While Jesus through Scripture teaches us that the love of money is the root of all evil, that we can’t serve God and Mammon (money), and that our hearts will be where our treasures are, I’ve been implicitly taught by the American branch of the Church that money matters (there are exceptions of course, I am just talking about widespread Christian practice).
Who gets the important positions on church councils, organizations, and school boards? The rich and influential (influence is tied to money believe it or not). They are courted because of their donations. Now, many of these rich people are godly. Because of his wealth, Joseph of Arimethea was able to provide a tomb for Jesus’s body prior to the resurrection. But isn’t it interesting that studies show that the poor give a bigger percentage of their money away than do the rich?
But let us not be deceived into thinking that those who court the favor of the wealthy and influential aren’t looking for some money for their church or institution–money in exchange for power. The rich and influential often call the shots.
At one point in my life, someone said to me, “Marlena, I’d love for you to be a trustee at this institution.” When I asked what qualified someone to be a trustee at that particular institution they said, “Money and influence.” “Well” I said, “I have neither money, nor great enough influence.” He laughed knowingly. So while someone might have widsom and integrity, they are disqualified because of lack influence and money.
The same thing is true with Christian publishing. It is a business, they are looking to sell their books. What books? Those whose authors have a big enough platform or influence. Those who are famous. Christian celebrities. The best writers? Not necessarily.

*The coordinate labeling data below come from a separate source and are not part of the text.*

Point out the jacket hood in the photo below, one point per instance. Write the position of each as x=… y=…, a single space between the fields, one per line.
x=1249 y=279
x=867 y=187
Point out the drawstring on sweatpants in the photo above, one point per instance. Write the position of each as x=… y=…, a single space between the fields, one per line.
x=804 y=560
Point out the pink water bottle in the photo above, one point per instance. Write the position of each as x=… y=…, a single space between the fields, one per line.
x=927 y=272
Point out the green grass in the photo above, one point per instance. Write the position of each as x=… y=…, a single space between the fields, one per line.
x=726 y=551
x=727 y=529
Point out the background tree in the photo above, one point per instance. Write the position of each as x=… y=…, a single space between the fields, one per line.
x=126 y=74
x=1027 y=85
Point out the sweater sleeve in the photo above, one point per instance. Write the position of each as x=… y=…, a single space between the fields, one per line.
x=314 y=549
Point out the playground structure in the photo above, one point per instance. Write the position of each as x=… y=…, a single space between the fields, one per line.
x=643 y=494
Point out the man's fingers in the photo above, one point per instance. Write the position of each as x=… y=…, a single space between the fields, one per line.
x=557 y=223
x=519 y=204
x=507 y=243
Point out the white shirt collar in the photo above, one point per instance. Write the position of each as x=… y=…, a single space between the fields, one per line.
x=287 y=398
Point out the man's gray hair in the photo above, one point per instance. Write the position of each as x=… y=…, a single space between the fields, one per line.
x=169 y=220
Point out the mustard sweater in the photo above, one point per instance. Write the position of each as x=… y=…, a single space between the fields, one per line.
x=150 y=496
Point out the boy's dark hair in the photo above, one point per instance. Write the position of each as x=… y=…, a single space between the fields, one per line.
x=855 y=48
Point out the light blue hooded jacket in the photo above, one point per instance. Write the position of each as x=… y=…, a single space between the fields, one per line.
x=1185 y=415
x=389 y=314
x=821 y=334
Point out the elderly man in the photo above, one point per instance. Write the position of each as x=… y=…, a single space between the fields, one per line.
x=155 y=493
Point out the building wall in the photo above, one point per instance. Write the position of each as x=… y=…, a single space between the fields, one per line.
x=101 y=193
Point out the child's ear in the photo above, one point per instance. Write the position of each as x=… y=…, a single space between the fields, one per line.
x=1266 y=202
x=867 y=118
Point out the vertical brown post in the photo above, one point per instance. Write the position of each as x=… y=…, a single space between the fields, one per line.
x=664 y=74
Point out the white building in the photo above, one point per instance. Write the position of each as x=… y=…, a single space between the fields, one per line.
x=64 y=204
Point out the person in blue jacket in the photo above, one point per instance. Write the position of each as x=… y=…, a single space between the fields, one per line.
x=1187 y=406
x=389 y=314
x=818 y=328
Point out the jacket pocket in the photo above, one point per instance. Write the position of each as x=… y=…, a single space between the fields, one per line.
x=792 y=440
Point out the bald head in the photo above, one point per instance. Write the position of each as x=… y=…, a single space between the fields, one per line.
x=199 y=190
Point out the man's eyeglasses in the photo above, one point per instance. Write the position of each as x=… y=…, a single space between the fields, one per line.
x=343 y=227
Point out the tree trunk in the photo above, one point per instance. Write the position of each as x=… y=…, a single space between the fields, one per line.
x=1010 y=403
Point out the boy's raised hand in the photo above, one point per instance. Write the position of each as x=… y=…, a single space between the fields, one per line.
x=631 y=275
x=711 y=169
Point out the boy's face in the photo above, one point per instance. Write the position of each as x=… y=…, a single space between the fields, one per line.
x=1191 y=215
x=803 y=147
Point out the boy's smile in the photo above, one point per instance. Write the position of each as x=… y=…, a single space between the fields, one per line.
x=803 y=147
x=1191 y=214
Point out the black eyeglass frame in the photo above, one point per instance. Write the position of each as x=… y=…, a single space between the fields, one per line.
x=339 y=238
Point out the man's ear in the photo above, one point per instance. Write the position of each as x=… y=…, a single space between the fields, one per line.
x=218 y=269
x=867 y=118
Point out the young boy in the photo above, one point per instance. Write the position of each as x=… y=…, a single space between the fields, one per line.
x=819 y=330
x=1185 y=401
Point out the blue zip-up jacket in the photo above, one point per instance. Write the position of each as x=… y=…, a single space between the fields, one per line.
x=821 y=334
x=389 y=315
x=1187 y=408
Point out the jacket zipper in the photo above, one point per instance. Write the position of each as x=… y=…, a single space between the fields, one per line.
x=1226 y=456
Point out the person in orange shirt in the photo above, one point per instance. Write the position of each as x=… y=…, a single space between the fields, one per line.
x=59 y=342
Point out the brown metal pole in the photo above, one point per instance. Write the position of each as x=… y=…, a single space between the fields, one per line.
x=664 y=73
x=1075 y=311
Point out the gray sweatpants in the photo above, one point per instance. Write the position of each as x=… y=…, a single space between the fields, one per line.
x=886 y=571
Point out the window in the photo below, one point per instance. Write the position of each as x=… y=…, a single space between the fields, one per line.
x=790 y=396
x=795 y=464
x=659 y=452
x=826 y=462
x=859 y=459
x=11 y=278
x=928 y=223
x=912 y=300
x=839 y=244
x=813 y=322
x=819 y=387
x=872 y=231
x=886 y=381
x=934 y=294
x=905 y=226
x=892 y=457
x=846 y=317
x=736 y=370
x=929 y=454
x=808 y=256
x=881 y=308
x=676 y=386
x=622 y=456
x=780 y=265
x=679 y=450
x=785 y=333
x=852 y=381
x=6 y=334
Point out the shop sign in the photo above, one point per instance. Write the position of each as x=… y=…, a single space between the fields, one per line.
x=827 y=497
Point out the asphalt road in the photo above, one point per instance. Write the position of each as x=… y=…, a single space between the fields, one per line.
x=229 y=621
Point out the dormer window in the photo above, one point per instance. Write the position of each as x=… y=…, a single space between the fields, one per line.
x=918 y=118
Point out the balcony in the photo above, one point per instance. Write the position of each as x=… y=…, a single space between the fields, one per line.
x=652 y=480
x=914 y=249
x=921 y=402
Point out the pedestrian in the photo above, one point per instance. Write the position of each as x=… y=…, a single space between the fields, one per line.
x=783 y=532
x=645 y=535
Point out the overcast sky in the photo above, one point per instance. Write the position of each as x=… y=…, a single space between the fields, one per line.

The bottom line in many of these Christian churches, insitutions, and Christan media is money. And believe me, I know we need money to function. And I do not in any way discount the godly who are rich and influential. However, we are showing preference for the rich. We are playing favorites. We do court those who can put up the money for our organizations–the givers. We court the influential even if they lack substance. That is natural I guess, but when they get to call the shots because they give more than others, or because they’re recognizable–that’s favoritism. How many poor, wise, godly people full of integrity are on the boards of churches and institutions?
I am sad about the disparity between what Jesus teaches and what the Church teaches in practice. I used to be naive about these things but I am not any longer. It’s the way of the world within the Church. It seems that in this case, it the Christianized Mammon that we are worshiping.